Bu sürecin karşılanması doğrudan işçi ve emekçilerin göstereceği direnişe bağlıdır. Bugün dünyanın birçok ülkesinde GATS ve uygulamalarına karşı kitle mücadelesi giderek büyümektedir. Son dönemde gerçekleşen, hedef ve ölçek bakımından hızla gelişen küreselleşme karşıtı hareket, bu bakımdan ciddi bir düzeyi ifade etmektedir. Ancak saldırının kapsamı ve hedefleri düşünüldüğünde yine de bu hareket, gerek siyasal ufku gerekse örgütlülük düzeyi bakımından ciddi zayıflıklar barındırmaktadır. Bununla birlikte bu hareketle karşılaştırıldığında ulusal düzeyde yürütülen mücadeleler oldukça çapsız ve henüz derinlikten yoksundur.

Ülkemizde de bu açıdan durum iç açıcı değildir. Sendika bürokrasisinin malum pratiği ve sınıf hareketinin aşılamayan bir takım zayıflıkları bunun en önemli nedenidir. Saldırının doğrudan muhataplarından olan gençlik hareketi, bu tablodan farklı olarak ciddi bir bilinç ve örgütlülük düzeyine sahipse de, kendine özgü zayıflıkları nedeniyle toplumsal planda saldırıya karşı ciddi bir odaklaşmayı yaratabilmesi oldukça zor görünmektedir.

Ancak tüm bu tablo ne karamsarlığa ne de saldırı karşısında bir boyun eğişe yol açmalıdır.
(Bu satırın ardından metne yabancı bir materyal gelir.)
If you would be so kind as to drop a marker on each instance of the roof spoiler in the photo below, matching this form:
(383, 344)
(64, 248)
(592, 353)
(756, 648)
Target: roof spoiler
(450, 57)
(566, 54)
Sınıf ve kitle hareketindeki zayıflıklar sadece komünistlerin saldırıya karşı işçilerin, emekçilerin ve gençliğin mücadelesini örgütleme görev ve sorumluluklarının ağırlığına yapılmış bir vurgu sayılmalıdır. Saldırının içeriği ve sonuçlarının ciddi bir aydınlatma faaliyetiyle işçi sınıfı ve emekçi yığınlara anlatılması ve mevcut her türlü duyarlılığın mücadele yönünde seferber edilmesi bu açıdan büyük önem taşımaktadır.

Son olarak belirtmek gerekirse; GATS, emperyalist-kapitalist sistemin yapısal krizine çözüm bulmak için gündemleştirdiği kapsamlı bir “çözüm” programıdır. Dolayısıyla işçi sınıfı ve emekçiler bu saldırıyı şurasından burasından kabul edemeyecekleri gibi, bu çerçevede tartışamazlar da. Bu nedenle saldırıya karşı örgütlenecek mücadele, emperyalist-kapitalist sisteme karşı tüm toplumsal üretimin özel mülkiyet prangasından kopartılarak toplumun ihtiyaçları için düzenleneceği sosyalist bir dünya hedefine bağlanmalıdır.